Fifth, local authorities deliberately limit the supply of land that would be affordable to most urban migrants because larger profits can be generated by regulating the supply of land. Thus, priority is given to selling land for middle to lower income housing. This is also much more profitable to the land and housing developers and others who obtain lucrative commissions and kick-backs from the developments. Most poor shack-dwellers have therefore been left landless. In a less profiteering environment, local authorities could instead provide land first and services later, thus giving people a formal base from where they can begin to be an active part of the formal economy.
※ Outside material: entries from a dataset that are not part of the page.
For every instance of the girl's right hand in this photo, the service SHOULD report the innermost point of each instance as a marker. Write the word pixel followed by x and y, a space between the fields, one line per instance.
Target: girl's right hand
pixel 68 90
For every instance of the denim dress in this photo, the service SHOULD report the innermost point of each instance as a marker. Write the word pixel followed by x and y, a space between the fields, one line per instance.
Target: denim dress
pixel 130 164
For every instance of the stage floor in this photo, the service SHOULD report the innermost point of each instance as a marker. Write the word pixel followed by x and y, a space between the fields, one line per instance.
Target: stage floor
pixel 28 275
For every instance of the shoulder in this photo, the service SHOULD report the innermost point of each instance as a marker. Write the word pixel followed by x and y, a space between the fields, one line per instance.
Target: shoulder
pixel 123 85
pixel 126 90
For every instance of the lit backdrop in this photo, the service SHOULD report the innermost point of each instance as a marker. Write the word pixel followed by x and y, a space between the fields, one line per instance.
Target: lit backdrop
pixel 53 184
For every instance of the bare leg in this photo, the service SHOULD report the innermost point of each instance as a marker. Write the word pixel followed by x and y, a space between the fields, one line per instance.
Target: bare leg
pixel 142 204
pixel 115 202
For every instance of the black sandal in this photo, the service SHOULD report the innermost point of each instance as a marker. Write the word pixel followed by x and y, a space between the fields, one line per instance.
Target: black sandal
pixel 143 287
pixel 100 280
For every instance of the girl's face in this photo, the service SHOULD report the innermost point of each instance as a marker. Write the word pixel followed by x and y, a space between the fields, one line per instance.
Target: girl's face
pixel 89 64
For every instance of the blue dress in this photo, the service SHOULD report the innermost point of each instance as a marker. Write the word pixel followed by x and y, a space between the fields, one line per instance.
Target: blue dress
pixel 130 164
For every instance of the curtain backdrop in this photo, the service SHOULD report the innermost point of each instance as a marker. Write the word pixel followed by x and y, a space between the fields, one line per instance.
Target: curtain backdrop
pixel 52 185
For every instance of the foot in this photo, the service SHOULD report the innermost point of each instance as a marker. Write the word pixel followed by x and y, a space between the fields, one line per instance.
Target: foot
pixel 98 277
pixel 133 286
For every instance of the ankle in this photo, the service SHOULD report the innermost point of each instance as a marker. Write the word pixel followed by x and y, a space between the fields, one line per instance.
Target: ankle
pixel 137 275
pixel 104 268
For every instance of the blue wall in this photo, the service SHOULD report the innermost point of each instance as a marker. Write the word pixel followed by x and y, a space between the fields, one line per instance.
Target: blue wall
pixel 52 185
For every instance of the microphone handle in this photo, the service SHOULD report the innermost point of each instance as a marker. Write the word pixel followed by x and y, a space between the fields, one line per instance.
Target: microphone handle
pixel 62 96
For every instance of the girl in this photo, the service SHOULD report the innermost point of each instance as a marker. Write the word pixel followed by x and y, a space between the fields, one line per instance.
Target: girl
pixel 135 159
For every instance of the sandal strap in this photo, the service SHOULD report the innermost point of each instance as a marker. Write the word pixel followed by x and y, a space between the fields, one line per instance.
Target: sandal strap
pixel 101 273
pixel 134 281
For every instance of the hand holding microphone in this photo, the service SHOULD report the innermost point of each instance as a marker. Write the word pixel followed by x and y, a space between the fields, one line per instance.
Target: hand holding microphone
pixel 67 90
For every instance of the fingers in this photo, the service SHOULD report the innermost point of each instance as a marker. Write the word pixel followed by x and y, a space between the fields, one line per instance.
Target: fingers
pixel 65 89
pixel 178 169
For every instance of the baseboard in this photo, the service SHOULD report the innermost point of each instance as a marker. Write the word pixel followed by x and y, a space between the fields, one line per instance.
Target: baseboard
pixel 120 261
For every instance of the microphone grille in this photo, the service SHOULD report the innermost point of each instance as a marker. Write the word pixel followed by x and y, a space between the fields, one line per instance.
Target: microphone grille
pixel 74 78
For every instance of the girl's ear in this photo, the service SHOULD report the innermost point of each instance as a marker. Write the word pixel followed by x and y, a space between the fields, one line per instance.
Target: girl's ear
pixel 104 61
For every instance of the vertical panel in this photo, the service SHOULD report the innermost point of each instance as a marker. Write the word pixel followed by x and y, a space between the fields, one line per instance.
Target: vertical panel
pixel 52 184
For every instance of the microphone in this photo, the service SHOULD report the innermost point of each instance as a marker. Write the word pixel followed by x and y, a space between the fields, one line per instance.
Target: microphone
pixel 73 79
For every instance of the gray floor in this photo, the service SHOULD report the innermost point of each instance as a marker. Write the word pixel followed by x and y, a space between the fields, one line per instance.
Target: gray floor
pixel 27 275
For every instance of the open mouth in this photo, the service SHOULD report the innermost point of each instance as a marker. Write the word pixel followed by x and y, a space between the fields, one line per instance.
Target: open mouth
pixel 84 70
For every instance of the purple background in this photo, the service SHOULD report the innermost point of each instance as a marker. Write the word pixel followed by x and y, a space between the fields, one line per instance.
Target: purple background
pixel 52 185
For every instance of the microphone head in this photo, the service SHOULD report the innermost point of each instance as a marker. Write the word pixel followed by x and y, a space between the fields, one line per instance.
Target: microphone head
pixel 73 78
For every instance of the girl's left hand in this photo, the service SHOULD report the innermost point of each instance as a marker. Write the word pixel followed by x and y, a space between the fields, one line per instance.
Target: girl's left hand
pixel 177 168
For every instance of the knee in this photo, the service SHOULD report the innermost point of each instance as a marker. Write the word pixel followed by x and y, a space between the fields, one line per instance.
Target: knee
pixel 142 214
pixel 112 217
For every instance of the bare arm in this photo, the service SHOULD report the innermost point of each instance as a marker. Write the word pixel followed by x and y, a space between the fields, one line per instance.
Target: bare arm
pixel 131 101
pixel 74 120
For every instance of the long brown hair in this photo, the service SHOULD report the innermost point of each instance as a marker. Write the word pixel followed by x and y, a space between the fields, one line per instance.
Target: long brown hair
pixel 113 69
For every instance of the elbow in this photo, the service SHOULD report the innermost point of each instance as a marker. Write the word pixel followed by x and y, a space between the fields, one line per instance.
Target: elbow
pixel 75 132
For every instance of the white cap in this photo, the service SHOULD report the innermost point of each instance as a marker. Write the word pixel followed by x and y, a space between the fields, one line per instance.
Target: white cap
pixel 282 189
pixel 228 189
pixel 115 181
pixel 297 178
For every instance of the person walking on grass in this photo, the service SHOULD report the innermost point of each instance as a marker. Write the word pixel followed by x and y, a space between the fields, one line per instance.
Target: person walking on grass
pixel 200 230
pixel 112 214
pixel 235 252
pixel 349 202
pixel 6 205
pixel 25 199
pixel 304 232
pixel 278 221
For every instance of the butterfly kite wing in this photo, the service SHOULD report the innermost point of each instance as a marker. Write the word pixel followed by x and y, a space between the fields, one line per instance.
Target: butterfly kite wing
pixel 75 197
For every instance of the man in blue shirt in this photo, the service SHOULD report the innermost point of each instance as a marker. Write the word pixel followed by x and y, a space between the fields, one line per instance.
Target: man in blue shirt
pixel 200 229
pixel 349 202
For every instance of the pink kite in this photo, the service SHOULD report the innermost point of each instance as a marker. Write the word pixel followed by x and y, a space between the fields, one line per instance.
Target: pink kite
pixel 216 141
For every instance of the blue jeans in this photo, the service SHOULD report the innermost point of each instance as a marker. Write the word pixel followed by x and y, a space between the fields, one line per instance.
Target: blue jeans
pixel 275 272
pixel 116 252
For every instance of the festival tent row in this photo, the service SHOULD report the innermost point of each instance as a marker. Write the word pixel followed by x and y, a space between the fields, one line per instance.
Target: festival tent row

Sixth – and finally – discussion is concentrated of the problem of housing and migration. That there are challenges is obvious, but migration should be viewed positively – particularly in Namibia. It provides opportunities to reduce poverty, to foster entrepreneurship and small businesses, to provide better services more efficiently to higher congregations of people, and to provide property which brings investment openings, security, confidence and better access to collateral. When people own property, they become home owners, and they also become new tax and rate payers. In short, urban areas offer Namibia the best chances of reducing her poverty and growing her wealth.
Urban migrants vote with their feet, and hundreds of thousands have cast their votes over the years. Many more are coming. Perhaps we should listen and respond to the voters who will soon otherwise occupy more shacks than other houses in our democracy!
By: John Mendelsohn, published on 10 August 2018 in the Market Watch of the Namibian Sun, Allgemeine Zeitung and Republikein.